Di Marco Loprete
Un duplice omicidio (un custode ed un docente universitario) ed un investigatore chiamato a risolvere il mistero. Fin qui niente di anormale. Tuttavia, “Sangue in dipartimento” dell’esordiente Luca Betti, classe 1983, è un giallo tutt’altro che convenzionale. La vicenda è infatti ambientata in un epoca indefinita nell’immaginaria cittadina di Lotrib (della quale l’autore si guarda bene dal fornici le coordinate spaziali), in cui gli esseri umani vivono a contatto di orchi, draghi e folletti. Il protagonista, poi, il giovane Darden, non è solo un detective privato cui il capitano delle guardie cittadine affida di tanto in tanto incarichi ufficiali, ma anche un musicista (suona assieme ad un gruppo di amici in una band di musica tradizionale, esibendosi nei vari locali di Lotrib) ed uno spirito ribelle, che ha in scarsa simpatia le istituzioni e le la loro intolleranza nei confronti delle minoranze (gli orchi, per l’appunto) e dei meno abbienti, confinati in un autentico quartiere ghetto della città.
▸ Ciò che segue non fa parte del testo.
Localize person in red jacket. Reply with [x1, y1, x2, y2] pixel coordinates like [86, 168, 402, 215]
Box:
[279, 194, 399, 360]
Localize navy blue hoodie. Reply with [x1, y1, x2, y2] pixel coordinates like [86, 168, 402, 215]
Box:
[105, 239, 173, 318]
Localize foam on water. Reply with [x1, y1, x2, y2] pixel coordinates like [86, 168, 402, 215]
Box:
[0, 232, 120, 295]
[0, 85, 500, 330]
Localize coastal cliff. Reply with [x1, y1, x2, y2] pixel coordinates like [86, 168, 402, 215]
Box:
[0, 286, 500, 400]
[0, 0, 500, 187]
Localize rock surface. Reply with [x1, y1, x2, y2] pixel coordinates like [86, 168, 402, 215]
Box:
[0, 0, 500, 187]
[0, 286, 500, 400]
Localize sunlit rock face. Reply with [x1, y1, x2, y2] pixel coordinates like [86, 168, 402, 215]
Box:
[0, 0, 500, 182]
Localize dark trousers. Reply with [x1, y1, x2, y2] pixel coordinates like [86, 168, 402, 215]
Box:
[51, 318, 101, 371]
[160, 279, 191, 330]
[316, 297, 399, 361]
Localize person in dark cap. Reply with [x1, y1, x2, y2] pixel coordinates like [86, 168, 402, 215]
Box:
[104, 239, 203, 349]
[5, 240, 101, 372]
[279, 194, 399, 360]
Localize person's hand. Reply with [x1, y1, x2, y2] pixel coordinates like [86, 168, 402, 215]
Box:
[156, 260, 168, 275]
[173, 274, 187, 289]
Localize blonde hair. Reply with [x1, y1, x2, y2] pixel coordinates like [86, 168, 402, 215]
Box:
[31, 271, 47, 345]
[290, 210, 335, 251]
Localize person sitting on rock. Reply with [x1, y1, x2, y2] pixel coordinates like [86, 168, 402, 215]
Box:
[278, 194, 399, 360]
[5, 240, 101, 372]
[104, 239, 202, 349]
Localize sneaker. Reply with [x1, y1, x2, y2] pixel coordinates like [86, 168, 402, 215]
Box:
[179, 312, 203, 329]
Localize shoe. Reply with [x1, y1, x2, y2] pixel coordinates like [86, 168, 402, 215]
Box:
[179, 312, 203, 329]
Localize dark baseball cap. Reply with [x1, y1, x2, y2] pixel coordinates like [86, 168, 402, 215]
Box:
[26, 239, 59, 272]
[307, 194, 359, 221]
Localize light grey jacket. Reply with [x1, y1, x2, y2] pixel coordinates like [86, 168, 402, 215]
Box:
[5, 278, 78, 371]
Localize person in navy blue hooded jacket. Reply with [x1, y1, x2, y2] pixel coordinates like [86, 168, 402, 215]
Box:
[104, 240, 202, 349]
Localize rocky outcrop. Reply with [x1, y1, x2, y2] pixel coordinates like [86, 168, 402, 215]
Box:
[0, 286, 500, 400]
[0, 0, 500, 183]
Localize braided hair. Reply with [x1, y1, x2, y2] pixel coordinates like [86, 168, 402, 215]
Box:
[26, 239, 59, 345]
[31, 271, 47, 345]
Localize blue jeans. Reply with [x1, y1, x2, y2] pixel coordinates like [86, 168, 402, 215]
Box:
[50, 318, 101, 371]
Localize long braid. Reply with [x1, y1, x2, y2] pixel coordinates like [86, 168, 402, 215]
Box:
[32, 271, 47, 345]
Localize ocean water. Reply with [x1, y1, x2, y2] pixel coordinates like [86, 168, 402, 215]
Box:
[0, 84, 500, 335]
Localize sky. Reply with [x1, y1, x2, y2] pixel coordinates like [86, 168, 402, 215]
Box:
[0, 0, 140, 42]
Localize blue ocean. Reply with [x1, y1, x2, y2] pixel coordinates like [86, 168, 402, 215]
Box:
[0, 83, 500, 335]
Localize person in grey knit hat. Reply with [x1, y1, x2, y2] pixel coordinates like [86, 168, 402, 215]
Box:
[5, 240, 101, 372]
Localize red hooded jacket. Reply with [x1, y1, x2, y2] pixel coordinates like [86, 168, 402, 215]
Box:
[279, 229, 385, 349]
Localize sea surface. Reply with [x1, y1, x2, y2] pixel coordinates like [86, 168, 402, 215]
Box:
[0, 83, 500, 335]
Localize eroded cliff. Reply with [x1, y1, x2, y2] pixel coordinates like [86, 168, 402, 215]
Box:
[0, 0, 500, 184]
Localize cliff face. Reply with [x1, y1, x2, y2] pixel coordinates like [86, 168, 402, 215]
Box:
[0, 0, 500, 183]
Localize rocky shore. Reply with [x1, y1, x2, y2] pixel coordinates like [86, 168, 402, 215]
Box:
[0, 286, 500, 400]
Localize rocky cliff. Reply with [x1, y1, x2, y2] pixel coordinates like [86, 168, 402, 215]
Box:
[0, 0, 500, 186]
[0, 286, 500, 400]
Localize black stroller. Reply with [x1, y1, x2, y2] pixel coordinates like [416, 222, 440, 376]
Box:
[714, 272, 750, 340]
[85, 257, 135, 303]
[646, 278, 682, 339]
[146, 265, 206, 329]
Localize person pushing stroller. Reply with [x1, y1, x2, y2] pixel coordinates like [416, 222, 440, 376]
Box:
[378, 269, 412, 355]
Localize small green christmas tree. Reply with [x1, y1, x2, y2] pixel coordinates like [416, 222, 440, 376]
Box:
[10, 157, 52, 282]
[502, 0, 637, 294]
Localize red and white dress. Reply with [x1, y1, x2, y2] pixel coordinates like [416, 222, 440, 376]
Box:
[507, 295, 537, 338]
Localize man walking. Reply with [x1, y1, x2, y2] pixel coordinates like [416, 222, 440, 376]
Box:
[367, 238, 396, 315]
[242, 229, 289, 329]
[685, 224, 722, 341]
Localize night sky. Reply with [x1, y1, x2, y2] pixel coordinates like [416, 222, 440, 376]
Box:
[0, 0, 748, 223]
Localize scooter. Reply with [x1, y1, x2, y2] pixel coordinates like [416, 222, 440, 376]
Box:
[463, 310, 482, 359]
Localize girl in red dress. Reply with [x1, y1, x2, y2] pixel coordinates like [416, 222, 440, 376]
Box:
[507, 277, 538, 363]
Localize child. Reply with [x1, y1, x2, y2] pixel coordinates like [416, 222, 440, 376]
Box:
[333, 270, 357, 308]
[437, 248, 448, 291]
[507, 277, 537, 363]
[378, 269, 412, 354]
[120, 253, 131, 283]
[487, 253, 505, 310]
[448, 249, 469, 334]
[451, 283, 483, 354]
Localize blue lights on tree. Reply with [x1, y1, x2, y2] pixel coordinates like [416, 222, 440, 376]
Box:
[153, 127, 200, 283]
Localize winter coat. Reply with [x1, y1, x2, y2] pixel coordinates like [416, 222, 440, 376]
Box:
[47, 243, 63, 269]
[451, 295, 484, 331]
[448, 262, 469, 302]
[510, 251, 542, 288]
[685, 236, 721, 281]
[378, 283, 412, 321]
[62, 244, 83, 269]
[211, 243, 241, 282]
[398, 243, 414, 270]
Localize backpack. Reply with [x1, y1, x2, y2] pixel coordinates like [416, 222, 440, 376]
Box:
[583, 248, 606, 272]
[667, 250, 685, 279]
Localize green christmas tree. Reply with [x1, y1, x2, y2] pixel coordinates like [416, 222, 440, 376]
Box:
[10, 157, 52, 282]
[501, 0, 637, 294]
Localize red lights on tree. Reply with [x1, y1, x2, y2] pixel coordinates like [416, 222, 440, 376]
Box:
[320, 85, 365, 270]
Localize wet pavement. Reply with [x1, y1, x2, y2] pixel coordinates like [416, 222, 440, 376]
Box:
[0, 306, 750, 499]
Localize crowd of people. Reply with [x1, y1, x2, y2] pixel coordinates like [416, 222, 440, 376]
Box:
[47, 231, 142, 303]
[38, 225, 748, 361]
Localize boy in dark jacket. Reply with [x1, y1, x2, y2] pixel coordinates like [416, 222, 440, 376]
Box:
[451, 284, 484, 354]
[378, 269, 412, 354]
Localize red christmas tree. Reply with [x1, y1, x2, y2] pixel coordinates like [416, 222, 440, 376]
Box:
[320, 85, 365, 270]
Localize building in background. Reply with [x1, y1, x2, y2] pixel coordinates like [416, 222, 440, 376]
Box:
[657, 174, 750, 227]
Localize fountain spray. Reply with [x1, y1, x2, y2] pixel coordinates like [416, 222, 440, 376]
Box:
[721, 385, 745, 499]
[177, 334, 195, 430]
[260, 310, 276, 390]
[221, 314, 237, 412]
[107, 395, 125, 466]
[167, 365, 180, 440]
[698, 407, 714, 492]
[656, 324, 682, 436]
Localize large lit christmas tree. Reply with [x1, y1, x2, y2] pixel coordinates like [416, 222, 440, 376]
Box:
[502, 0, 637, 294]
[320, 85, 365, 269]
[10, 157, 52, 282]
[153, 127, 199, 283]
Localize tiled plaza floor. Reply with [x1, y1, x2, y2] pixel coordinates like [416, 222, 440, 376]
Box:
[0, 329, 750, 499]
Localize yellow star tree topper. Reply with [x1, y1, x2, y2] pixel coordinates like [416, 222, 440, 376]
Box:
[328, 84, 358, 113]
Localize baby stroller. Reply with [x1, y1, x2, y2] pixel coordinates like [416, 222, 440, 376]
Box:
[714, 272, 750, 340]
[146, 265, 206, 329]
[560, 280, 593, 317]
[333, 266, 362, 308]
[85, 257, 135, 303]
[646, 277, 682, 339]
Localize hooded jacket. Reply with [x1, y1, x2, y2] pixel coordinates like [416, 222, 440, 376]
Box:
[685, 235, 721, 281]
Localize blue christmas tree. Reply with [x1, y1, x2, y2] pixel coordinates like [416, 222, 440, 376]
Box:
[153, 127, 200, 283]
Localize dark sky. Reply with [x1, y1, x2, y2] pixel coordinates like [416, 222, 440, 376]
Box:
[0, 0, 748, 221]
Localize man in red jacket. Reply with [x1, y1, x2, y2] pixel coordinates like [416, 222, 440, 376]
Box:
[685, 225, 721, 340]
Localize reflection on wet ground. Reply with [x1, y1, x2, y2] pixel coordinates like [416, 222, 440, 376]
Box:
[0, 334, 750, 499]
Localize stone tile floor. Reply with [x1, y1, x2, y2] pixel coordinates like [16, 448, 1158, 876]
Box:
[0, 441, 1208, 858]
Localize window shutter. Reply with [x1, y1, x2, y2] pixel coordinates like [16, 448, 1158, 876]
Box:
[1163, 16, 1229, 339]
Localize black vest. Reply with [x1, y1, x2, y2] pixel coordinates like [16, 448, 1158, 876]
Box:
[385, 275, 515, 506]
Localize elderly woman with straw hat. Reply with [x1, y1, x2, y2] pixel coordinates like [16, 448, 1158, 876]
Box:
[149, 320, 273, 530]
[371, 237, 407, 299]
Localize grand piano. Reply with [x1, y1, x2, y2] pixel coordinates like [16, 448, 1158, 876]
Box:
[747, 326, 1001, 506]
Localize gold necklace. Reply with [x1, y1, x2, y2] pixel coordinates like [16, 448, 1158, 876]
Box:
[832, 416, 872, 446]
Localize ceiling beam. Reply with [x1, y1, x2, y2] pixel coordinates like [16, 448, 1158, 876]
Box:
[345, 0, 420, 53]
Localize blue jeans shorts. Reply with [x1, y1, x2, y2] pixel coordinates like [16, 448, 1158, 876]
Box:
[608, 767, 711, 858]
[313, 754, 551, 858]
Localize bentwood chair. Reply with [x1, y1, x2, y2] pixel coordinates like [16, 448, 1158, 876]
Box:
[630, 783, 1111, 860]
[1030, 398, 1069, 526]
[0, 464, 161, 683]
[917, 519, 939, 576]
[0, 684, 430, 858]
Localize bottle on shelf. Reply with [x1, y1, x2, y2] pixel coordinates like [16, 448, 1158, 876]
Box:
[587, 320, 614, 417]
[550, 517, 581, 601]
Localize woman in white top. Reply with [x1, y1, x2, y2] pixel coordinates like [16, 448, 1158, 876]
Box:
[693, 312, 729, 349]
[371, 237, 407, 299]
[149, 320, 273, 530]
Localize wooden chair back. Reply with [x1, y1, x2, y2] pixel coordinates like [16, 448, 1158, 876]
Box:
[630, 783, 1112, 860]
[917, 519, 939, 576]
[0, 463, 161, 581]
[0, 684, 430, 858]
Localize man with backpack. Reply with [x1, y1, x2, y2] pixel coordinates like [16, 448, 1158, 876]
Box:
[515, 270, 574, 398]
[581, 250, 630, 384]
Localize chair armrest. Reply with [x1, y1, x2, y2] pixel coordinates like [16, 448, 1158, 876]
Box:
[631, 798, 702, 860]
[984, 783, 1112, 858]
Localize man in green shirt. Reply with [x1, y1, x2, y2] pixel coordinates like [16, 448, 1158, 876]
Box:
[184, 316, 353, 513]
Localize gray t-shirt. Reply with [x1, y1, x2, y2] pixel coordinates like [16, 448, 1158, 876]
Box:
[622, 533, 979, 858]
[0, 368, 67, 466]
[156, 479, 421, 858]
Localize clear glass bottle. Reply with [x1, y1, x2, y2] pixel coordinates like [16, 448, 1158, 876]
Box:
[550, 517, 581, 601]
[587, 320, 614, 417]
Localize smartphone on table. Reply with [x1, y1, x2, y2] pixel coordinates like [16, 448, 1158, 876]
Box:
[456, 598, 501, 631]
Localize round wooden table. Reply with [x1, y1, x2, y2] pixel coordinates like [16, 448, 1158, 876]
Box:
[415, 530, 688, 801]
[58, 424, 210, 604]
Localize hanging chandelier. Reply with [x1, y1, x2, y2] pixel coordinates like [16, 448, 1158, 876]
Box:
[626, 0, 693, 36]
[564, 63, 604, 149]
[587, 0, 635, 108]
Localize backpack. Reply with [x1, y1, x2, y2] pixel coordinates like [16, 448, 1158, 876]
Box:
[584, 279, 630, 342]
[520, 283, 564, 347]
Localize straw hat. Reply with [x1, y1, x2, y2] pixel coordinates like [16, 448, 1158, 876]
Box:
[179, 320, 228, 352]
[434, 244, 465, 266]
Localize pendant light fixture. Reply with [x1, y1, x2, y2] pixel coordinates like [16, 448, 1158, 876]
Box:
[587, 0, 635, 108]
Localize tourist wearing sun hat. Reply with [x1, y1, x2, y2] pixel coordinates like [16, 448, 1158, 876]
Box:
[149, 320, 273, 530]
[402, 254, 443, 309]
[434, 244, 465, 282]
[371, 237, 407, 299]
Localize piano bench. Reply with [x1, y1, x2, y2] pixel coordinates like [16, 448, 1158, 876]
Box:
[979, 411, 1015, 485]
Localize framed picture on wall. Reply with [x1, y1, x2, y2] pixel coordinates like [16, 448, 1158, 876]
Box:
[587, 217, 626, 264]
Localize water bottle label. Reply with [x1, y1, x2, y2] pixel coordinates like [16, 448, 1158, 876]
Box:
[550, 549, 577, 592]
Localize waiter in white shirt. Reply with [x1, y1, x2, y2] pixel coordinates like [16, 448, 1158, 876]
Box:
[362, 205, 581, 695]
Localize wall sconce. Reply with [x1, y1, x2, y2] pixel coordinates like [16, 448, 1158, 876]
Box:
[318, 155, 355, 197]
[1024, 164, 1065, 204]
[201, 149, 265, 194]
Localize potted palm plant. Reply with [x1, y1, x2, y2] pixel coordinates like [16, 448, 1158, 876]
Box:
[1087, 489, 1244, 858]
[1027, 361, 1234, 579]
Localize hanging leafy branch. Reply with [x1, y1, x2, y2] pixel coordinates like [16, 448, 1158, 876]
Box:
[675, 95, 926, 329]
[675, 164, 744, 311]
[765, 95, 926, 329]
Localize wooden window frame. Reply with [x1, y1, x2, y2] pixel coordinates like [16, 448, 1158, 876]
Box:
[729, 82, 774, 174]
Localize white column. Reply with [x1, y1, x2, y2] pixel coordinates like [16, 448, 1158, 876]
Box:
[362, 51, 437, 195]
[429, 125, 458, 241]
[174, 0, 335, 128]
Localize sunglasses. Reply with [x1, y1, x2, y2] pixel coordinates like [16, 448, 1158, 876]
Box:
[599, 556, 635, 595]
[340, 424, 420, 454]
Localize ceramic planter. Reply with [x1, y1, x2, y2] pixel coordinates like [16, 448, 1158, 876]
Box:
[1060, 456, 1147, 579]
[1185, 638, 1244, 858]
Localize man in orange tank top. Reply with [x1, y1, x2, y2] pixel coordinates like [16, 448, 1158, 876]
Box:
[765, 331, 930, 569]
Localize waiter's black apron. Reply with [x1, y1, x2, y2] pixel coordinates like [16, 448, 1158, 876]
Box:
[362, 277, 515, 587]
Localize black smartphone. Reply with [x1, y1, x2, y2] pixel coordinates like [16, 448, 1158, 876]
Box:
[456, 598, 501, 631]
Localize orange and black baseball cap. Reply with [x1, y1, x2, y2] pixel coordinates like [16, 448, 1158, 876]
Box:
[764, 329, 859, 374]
Da tutto questo si capisce come, in fondo, quello che dovrebbe essere il tema portante del romanzo, ovvero l’assassinio del professor Perat e del custode del dipartimento di Lingue Antiche dell’Università di Lotrib, Belid, passi quasi in secondo piano. L’universo tratteggiato da Betti è talmente tanto singolare e la dimensione di critica sociale talmente tanto evidente (gli orchi, ad esempio, oltre che essere ingiustamente additati come i responsabili di una non meglio precisata «ultima guerra», sono anche accusati di «rubare il lavoro» agli umani…) che il “who done it”, la ricerca del colpevole, è quasi un elemento accessorio.
Nonostante il ricorso a qualche cliché nella caratterizzazione dei personaggi, “Sangue in dipartimento” è un ottimo esordio, un’originale ed intrigante miscela di giallo e fantasy sottoforma di allegoria socio-politica che incuriosisce ed appassiona.